出了監獄外面,走到環城大道,剛好來了一步出租車,上了車後,謝丹陽說:“xx鎮。”

    我急忙和謝丹陽說:“xx鎮我不能去。”

    謝丹陽奇怪問:“爲什麼你不能去。

    我說我上次去了,被分監區長和指導員看到,她們說那裏的xx服務行業太出名,我身爲監獄的工作人員去那裏被人看見影響不好。

    謝丹陽看了看她自己身上的制服,又看看我身上的制服,說:“要是不穿這身衣服出來,也不會那麼顯眼了。只是,如果要去別的地方,那兩個小時不夠用。”

    “那怎麼辦?”我說。

    謝丹陽雙手放下,豁出去一樣的說:“放心吧就去買了就走,誰會看到你在這裏,我不信就那麼巧又被指導員和分監區長看到。”

    “不怕一萬隻怕萬一啊!”我還是不太願意,人在屋檐下不得不低頭,在人家的圈子裏覓食生存,只能按人家的規矩來辦事。

    雖然我也搞不通,爲什麼我去個xx鎮那麼要緊,就算那裏xx服務業發達,我只是去幹其他的又不是專程去享受特殊服務,要不要那麼要緊。

    就算有民衆拍照傳上網,我當時如果是在買被子,或者是在逛街,而不是進去那種不良的店也不是幹壞事的時候被抓,這又有什麼要緊,指導員真是過分啊。我看她是存心怕我去搞三搞四惹了一身病傳染給她,所以才這麼威脅我。

    這麼一想,我對謝丹陽說:“那就去吧,反正去買了被子就走。”

    我順便去書店買點書。

    到了鎮上,我拿出手機給李洋洋打電話,倘若打通了說還錢她給我賬號,在鎮上順便就把錢打給了她。

    電話通了,洋洋有些驚訝,“張哥哥,你請假了?”

    “今天出來有點事。”我說。

    “可是,我今天也要上班,晚上呢,晚上回去了嗎?”她有些無奈的說。

    “我就請兩個小時,出來買被子。

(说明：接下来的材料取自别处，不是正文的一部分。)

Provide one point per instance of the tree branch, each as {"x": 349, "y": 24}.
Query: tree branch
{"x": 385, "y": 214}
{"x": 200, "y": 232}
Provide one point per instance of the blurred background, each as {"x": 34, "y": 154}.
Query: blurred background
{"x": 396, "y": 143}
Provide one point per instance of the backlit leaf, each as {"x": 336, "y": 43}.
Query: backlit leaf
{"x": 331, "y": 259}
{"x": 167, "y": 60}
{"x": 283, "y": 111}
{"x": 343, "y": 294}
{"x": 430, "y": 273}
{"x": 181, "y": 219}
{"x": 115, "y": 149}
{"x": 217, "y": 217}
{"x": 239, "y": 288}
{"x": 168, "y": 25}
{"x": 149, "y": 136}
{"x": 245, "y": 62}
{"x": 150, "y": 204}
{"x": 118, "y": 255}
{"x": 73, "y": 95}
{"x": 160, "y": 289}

對了洋洋,你的銀行卡賬號是多少啊?”我問道。

    “我的銀行卡賬號,張哥哥你要我銀行卡賬號做什麼呀?”

    我編謊言說:“之前你爸爸不是在我爸爸病了做手術的時候送去給我十萬嗎,前幾天我大姐和大姐夫拿到了以前賣也賣不出去的後來有開發商來投資成了寶的一塊地的錢,有八十萬呢,以前的錢啊,我們都能還了。”

    洋洋一下子就相信了我的鬼話,開心道 :“真的呀,張哥哥那你們家欠的錢就有辦法還上了,真替你高興。”

    “呵呵,所以呀,把你賬號給我吧洋洋,我把錢那十萬打給你。”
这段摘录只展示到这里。